Ein hervorragendes Beispiel hierfür ist das langgestreckte Forum der 79 n. Chr. zerstörten Vesuvstadt Pompeji, mit einem dreizelligen capitolium (2. Jahrhundert v. Chr.), drei weiteren, Apoll, Vespasian und den Laren geweihten Heiligtümern, einem monumentalen macellum (neben dem capitolium), in dessen ehemaliger Quadriporticus sich Freskenreste erhielten und in dessen zentralem zwölfeckigen Brunnenhaus Fische gereinigt und verkauft wurden; an der südlichen Schmalseite befanden sich drei Verwaltungsgebäude für die Magistrate, flankiert links (westlich) von der ältesten perfekt erhaltenen und dem Ideal des augustäischen Architekten Vitruv entsprechenden basilica (2. Jahrhundert v. Chr.) mit ausgegrenztem tribunal für die Rechtsprechung; ihr gegenüber das comitium mit einer Tribüne für die städtischen Wahlen. Bei einem großen, einst mit Statuen geschmückten Gebäude in der Mitte der östlichen Längsseite, laut Inschrift gestiftet von der reichen Priesterin Eumachia, handelte es sich vielleicht um eine Börse. Zahlreiche Ehrenstatuen für Angehörige der kaiserlichen Familie und Würdenträger der Stadt schmückten den gewaltigen Platz, aus dessen Pflasterung die Archäologen schließen, dass er vom Verkehr ausgeschlossen, also eine »Fußgängerzone« war, die man sich von geschäftigen Menschen quirlend vorstellen muss.
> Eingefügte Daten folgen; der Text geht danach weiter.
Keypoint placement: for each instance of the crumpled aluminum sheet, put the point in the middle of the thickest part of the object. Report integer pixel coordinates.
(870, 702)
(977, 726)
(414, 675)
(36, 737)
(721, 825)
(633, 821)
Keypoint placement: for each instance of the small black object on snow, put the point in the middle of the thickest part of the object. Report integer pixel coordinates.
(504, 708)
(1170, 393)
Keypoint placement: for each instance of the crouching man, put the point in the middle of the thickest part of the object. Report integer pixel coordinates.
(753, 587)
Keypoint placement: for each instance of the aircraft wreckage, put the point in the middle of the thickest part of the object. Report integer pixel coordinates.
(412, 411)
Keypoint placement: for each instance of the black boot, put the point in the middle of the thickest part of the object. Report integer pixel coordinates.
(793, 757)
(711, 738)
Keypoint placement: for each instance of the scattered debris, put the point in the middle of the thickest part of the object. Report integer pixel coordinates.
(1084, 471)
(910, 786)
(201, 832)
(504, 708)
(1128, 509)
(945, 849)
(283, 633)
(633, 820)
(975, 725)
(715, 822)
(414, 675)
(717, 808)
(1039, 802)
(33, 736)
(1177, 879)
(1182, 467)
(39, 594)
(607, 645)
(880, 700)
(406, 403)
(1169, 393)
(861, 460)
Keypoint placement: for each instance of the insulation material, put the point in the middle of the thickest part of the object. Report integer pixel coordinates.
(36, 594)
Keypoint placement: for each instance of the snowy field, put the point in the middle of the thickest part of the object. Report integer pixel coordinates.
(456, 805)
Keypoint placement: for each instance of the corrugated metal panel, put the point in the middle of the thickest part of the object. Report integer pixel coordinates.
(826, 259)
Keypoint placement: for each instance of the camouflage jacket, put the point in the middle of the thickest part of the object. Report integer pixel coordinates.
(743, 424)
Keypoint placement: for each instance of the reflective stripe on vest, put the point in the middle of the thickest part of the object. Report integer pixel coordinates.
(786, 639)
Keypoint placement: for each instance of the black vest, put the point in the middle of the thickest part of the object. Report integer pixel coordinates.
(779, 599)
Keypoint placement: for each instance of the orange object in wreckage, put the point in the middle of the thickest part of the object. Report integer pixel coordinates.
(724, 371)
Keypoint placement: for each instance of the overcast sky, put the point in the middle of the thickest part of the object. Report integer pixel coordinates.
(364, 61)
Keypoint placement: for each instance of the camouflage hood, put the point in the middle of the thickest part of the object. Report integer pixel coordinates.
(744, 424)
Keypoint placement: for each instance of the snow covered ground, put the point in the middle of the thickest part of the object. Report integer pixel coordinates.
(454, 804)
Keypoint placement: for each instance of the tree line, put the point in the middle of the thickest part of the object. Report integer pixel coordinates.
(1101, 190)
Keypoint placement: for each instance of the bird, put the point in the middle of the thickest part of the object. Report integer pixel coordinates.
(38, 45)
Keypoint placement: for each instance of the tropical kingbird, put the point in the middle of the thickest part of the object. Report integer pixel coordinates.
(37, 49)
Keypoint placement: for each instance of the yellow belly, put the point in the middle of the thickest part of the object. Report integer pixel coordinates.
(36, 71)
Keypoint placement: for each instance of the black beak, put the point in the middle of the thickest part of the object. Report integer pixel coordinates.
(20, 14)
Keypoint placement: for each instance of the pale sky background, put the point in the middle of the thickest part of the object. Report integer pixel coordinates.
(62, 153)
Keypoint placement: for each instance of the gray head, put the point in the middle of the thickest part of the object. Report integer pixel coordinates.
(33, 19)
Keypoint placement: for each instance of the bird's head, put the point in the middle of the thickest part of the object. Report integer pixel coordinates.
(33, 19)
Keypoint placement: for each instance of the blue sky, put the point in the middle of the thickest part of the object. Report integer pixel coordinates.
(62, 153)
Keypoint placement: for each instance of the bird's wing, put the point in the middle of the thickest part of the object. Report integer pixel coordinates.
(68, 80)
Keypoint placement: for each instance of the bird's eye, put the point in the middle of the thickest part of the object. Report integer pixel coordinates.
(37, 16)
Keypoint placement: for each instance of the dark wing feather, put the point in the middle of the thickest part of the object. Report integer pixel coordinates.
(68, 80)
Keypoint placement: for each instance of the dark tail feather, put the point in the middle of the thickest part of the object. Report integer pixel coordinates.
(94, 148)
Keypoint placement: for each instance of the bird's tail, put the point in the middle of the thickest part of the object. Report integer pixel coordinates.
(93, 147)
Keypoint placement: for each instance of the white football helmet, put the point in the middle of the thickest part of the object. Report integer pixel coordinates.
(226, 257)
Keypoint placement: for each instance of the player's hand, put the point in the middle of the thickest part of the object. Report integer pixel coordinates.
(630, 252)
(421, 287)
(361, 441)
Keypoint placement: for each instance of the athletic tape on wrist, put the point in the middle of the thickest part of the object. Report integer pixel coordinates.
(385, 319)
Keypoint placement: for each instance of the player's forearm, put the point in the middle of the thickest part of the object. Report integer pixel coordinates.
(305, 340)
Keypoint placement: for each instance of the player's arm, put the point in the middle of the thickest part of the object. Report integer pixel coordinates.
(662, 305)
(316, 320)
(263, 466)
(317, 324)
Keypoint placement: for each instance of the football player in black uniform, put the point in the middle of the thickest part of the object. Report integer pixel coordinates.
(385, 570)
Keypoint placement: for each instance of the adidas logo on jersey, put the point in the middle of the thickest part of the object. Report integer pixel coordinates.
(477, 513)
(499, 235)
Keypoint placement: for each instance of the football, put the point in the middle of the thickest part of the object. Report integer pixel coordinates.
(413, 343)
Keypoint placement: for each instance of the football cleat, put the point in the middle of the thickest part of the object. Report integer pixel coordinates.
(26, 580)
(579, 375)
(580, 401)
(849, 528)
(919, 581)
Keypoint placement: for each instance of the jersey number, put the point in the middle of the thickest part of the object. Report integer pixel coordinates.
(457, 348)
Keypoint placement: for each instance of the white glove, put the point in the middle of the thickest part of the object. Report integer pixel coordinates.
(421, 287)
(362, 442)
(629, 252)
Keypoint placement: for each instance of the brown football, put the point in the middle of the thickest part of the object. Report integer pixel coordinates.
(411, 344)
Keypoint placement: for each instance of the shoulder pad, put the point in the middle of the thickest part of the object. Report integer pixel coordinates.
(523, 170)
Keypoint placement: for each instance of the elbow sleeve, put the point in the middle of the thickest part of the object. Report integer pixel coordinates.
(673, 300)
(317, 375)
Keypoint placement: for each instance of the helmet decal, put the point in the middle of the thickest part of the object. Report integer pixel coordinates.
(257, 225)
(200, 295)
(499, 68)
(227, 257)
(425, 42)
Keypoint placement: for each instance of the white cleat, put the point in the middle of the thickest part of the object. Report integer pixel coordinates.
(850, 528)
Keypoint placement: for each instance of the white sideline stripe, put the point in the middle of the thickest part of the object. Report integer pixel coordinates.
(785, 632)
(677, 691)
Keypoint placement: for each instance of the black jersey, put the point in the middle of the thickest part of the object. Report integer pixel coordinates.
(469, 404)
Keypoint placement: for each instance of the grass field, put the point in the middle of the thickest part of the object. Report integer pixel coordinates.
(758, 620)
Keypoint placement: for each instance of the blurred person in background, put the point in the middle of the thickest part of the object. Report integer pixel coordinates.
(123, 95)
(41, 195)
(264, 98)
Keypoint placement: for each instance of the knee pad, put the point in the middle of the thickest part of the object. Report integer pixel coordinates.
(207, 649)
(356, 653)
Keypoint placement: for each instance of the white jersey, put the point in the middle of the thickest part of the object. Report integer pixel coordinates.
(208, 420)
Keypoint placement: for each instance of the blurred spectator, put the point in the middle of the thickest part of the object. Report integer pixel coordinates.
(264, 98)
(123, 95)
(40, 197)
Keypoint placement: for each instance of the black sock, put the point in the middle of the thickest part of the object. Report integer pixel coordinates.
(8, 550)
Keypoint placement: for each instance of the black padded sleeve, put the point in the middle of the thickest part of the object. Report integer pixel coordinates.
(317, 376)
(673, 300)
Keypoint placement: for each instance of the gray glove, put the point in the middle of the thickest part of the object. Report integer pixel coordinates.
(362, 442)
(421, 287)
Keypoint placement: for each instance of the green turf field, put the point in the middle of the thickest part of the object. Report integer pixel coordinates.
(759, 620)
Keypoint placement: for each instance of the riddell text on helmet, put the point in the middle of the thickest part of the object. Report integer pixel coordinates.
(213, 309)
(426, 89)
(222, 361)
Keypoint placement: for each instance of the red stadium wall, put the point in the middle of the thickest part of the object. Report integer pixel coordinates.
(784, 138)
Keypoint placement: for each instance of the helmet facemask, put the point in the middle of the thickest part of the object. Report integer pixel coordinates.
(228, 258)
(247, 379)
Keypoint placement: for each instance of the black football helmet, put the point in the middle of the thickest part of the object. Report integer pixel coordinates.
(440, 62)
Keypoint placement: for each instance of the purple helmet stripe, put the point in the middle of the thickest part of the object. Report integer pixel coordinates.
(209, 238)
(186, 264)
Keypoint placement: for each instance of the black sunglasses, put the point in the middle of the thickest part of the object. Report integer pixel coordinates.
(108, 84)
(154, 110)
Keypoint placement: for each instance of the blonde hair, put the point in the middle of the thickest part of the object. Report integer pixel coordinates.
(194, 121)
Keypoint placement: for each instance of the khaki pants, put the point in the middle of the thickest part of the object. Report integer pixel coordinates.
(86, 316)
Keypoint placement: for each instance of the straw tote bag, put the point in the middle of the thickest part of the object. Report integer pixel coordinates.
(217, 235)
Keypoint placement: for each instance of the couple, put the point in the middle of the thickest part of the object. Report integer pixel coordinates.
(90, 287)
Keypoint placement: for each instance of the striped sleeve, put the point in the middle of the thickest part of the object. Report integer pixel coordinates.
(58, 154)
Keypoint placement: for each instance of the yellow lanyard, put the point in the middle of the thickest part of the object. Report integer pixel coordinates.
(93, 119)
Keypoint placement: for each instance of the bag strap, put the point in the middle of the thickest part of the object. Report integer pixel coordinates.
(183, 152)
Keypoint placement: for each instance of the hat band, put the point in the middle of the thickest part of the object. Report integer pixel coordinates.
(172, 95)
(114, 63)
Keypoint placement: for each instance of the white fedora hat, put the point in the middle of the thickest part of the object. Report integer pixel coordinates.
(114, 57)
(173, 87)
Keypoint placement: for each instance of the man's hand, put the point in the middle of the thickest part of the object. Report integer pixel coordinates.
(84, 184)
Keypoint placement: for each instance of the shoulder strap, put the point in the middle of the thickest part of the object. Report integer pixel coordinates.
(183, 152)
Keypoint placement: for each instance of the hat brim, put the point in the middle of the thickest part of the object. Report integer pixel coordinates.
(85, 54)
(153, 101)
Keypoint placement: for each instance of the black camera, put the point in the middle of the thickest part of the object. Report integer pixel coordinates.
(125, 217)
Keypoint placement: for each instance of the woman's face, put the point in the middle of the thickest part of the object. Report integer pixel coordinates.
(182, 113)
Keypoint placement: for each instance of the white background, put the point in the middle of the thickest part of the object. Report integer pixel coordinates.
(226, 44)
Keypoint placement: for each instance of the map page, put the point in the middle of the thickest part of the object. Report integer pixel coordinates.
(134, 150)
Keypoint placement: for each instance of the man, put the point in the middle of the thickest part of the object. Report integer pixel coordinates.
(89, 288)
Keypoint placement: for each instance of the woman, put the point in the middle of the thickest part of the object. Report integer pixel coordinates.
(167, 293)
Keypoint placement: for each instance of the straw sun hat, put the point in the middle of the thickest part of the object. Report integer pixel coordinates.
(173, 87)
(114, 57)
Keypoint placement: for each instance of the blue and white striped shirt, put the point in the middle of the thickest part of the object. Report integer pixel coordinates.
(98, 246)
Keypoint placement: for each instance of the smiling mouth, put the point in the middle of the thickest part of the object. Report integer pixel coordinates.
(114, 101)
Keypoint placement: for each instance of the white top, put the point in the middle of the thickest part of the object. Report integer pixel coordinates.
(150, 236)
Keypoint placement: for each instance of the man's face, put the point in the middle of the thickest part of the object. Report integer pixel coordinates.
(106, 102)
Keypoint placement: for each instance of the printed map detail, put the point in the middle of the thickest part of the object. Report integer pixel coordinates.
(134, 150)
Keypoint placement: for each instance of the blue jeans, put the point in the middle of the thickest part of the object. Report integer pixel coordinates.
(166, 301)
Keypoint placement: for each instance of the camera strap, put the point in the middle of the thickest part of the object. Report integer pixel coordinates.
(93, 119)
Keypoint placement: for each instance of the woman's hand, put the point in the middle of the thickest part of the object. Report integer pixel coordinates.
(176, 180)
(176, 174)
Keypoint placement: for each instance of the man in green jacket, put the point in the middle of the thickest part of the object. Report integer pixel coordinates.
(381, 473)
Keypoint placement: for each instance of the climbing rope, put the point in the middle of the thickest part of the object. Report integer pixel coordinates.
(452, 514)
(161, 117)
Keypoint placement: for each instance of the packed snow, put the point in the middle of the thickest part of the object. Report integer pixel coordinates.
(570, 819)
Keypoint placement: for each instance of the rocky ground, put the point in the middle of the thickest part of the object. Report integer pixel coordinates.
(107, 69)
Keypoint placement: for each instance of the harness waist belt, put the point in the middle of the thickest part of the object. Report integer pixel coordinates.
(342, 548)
Besonders die dem Staatskult dienenden capitolia sollten ein sichtbares Zeichen der engen Verbindung der Bürger, auch im entferntesten Winkel des Reiches, mit der Urbs darstellen. Schon die ersten römischen Kolonien erhielten ein capitolium, aber auch bereits existierende Städte wurden unmittelbar nach der Eroberung mit einem solchen aufwendigen Sakralbau versehen.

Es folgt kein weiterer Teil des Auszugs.